Council also discussed acquiring Indian Creek water rights.
Stump said the town has certain rights on the creek, and wondered if it would be possible to use these, to augment the current supply problems.
Stump said he’d looked at an old, no longer used, town water facility on the creek, visited the headgate and a spring house, a couple of miles upstream. These might represent two 50 gallons per minute water resources the town could tap, he told council.
Stump said about nine years ago, the state Department of Environmental Quality (DEQ) asked the town to sever connections to these lines because animals got into the water source and drowned. One lady in the audience recalled how, many years ago when the town used Indian Creek water, her water smelled “skunky,” and it turned out that a skunk had gotten into the supply and drowned. Stump also noted that a cow had fallen into the water supply and drowned.

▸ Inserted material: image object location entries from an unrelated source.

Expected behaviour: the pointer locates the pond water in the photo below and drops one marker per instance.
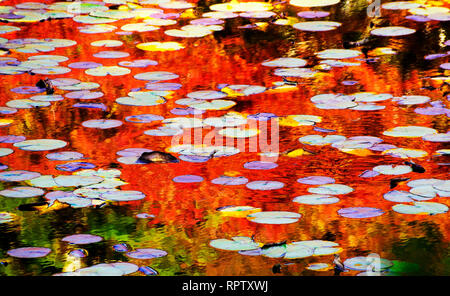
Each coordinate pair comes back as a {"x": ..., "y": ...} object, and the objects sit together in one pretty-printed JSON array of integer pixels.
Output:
[{"x": 182, "y": 208}]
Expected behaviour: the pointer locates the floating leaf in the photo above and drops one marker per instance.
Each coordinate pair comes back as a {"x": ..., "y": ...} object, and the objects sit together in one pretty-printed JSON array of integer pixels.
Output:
[
  {"x": 40, "y": 144},
  {"x": 274, "y": 217},
  {"x": 82, "y": 239},
  {"x": 22, "y": 192},
  {"x": 146, "y": 254},
  {"x": 29, "y": 252},
  {"x": 360, "y": 212},
  {"x": 333, "y": 189},
  {"x": 316, "y": 199}
]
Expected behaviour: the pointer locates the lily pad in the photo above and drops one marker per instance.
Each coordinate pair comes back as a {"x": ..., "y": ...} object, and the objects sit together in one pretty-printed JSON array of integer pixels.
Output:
[
  {"x": 360, "y": 212},
  {"x": 40, "y": 144},
  {"x": 146, "y": 253},
  {"x": 29, "y": 252},
  {"x": 265, "y": 185},
  {"x": 274, "y": 217},
  {"x": 82, "y": 239}
]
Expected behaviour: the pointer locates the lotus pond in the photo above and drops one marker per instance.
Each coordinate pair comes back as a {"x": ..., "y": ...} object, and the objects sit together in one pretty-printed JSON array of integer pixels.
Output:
[{"x": 166, "y": 137}]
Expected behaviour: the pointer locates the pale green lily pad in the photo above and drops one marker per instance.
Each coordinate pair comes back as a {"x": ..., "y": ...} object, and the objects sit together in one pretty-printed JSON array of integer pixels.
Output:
[
  {"x": 392, "y": 170},
  {"x": 392, "y": 31},
  {"x": 422, "y": 208},
  {"x": 409, "y": 131},
  {"x": 75, "y": 181},
  {"x": 40, "y": 144},
  {"x": 316, "y": 199},
  {"x": 332, "y": 189},
  {"x": 26, "y": 104},
  {"x": 44, "y": 181},
  {"x": 108, "y": 70},
  {"x": 274, "y": 217},
  {"x": 236, "y": 244},
  {"x": 22, "y": 192}
]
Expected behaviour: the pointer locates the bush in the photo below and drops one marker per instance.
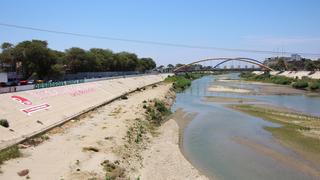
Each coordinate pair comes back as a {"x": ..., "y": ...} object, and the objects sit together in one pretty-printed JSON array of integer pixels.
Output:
[
  {"x": 4, "y": 123},
  {"x": 9, "y": 153},
  {"x": 300, "y": 84},
  {"x": 281, "y": 80}
]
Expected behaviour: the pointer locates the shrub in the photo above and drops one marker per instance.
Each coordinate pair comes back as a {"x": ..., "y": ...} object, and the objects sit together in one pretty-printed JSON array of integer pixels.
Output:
[
  {"x": 281, "y": 80},
  {"x": 314, "y": 85},
  {"x": 300, "y": 84},
  {"x": 9, "y": 153}
]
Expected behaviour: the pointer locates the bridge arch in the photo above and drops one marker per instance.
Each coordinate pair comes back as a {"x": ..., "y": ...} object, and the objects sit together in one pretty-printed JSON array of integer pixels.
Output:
[{"x": 248, "y": 60}]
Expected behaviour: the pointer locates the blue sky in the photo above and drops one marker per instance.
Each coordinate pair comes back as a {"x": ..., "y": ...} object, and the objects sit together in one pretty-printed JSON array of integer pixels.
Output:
[{"x": 247, "y": 24}]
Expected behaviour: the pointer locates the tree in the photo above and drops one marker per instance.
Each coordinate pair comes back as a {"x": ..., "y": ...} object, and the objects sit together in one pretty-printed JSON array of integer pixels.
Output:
[
  {"x": 6, "y": 57},
  {"x": 146, "y": 64},
  {"x": 104, "y": 58},
  {"x": 310, "y": 66},
  {"x": 75, "y": 58}
]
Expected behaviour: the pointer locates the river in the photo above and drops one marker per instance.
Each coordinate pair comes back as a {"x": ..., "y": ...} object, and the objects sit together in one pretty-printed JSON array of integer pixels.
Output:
[{"x": 208, "y": 141}]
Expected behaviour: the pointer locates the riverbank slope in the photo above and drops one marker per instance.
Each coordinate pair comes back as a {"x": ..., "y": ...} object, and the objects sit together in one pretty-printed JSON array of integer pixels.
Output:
[{"x": 95, "y": 146}]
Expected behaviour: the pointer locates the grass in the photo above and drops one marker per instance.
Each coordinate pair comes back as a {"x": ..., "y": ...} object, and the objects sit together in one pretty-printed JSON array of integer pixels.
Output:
[
  {"x": 296, "y": 130},
  {"x": 9, "y": 153},
  {"x": 112, "y": 170},
  {"x": 156, "y": 111},
  {"x": 181, "y": 82},
  {"x": 4, "y": 123}
]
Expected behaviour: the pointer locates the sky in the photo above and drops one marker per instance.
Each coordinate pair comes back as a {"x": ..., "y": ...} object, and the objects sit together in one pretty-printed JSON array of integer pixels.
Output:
[{"x": 272, "y": 25}]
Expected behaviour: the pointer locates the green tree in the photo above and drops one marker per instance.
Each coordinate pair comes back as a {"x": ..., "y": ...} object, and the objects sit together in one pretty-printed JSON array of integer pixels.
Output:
[
  {"x": 35, "y": 57},
  {"x": 310, "y": 66},
  {"x": 6, "y": 57}
]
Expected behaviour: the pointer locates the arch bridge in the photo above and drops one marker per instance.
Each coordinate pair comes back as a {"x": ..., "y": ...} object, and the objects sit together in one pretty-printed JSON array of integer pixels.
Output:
[{"x": 194, "y": 66}]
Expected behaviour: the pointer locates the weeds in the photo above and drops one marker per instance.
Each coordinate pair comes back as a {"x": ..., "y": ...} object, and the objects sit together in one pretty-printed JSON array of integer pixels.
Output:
[
  {"x": 112, "y": 170},
  {"x": 9, "y": 153},
  {"x": 4, "y": 123}
]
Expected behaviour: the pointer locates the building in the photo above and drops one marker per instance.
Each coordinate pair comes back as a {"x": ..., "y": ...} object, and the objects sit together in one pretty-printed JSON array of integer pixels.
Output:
[{"x": 295, "y": 57}]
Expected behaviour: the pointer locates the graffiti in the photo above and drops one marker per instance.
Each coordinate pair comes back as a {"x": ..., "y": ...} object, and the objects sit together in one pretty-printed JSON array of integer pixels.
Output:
[
  {"x": 72, "y": 90},
  {"x": 33, "y": 109},
  {"x": 21, "y": 100},
  {"x": 60, "y": 83}
]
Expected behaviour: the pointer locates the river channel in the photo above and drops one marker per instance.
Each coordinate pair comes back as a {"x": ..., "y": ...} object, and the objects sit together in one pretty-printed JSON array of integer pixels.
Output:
[{"x": 209, "y": 139}]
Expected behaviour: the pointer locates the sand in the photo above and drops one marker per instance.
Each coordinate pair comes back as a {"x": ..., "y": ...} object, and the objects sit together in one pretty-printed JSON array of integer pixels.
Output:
[
  {"x": 227, "y": 89},
  {"x": 164, "y": 159},
  {"x": 63, "y": 155}
]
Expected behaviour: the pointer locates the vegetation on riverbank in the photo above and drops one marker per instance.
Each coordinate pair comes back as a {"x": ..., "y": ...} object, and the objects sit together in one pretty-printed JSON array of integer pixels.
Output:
[
  {"x": 304, "y": 83},
  {"x": 181, "y": 82},
  {"x": 35, "y": 58},
  {"x": 139, "y": 132},
  {"x": 297, "y": 131},
  {"x": 9, "y": 153}
]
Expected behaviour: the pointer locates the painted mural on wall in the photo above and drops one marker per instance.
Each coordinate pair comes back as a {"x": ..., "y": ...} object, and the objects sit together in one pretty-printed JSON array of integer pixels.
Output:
[
  {"x": 59, "y": 83},
  {"x": 30, "y": 109},
  {"x": 71, "y": 90},
  {"x": 21, "y": 100}
]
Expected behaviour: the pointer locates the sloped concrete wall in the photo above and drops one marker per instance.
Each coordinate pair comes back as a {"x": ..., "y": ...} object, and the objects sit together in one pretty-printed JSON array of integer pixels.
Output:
[{"x": 31, "y": 112}]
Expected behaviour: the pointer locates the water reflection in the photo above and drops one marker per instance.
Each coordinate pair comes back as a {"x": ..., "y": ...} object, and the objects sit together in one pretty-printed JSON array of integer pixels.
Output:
[{"x": 209, "y": 139}]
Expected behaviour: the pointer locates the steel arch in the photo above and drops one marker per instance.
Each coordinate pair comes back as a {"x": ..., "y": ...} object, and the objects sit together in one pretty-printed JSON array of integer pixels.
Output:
[{"x": 248, "y": 60}]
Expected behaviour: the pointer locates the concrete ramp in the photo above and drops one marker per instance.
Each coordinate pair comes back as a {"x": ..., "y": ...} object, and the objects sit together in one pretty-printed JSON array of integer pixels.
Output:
[{"x": 34, "y": 111}]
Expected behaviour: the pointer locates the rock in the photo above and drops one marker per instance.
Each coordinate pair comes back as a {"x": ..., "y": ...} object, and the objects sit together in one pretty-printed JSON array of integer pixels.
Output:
[{"x": 23, "y": 172}]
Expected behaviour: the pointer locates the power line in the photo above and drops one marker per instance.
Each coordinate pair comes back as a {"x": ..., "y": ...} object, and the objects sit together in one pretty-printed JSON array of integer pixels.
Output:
[{"x": 153, "y": 42}]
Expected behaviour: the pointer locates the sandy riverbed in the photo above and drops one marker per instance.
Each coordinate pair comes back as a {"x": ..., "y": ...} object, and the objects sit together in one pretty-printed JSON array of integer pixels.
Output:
[
  {"x": 227, "y": 89},
  {"x": 66, "y": 156}
]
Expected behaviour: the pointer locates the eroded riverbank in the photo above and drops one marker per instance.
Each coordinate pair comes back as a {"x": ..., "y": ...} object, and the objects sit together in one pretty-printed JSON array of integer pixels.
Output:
[{"x": 230, "y": 144}]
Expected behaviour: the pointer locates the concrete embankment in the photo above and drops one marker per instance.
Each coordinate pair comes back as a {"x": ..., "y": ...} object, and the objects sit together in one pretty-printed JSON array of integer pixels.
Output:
[
  {"x": 294, "y": 74},
  {"x": 32, "y": 112}
]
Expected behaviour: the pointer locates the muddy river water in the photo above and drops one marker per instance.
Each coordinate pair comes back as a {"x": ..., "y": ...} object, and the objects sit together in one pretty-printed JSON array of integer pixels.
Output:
[{"x": 227, "y": 144}]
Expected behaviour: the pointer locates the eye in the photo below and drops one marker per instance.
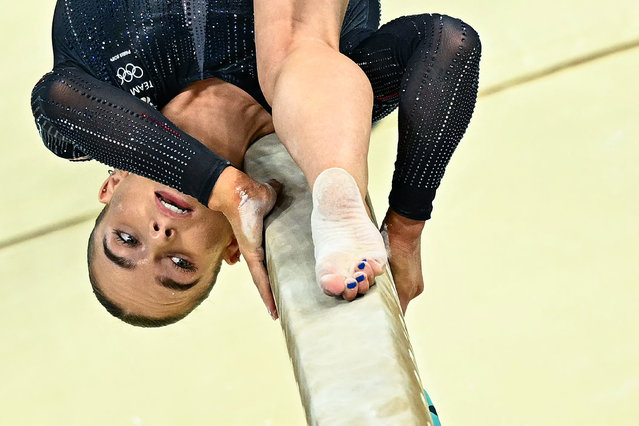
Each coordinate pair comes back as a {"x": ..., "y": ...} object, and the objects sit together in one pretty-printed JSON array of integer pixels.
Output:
[
  {"x": 182, "y": 264},
  {"x": 126, "y": 239}
]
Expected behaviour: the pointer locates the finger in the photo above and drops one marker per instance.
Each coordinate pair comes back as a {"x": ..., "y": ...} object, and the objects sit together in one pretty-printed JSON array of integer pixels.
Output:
[
  {"x": 260, "y": 278},
  {"x": 362, "y": 283}
]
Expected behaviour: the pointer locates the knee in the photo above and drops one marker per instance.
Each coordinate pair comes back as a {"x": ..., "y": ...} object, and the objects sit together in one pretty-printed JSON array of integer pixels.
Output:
[
  {"x": 274, "y": 55},
  {"x": 458, "y": 35}
]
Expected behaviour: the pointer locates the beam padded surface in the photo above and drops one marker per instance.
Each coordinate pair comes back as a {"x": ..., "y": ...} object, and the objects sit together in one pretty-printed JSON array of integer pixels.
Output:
[{"x": 353, "y": 361}]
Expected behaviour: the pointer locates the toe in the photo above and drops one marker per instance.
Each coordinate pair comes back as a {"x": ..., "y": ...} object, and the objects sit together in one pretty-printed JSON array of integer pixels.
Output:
[
  {"x": 363, "y": 284},
  {"x": 332, "y": 284},
  {"x": 367, "y": 269},
  {"x": 377, "y": 268},
  {"x": 350, "y": 292}
]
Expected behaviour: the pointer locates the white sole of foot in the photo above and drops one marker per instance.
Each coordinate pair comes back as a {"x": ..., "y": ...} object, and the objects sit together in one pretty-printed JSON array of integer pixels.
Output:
[{"x": 343, "y": 234}]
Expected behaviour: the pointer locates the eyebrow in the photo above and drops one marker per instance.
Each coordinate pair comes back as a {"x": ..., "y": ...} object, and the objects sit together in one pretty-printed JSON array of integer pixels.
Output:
[
  {"x": 125, "y": 263},
  {"x": 122, "y": 262}
]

Stump said the town would need to treat this water, because it is surface water.
He said he received a figure of about $2 million to hook back up and use these water sources. There were also issues with water lines crossing seven additional properties.
Councilman Mike Walter said the town should preserve its rights to this water source.
Councilman Rahn Abbott believed the cost of acquiring this water would make it cost prohibitive, and wondered about its potability. He suggested keeping the water source as a dry hydrant resource since it ran close to the county road.
• Council also formally seated a new member, Emilie Sayler. Sayler fills Paul Kramer’s vacant seat.
• David Stout of the Ruby Conservation District and Watershed Council proposed that the watershed district and the town co-host meetings related to water supply problems.
• Council approved a cost of living wage increase for town employees of 3 percent.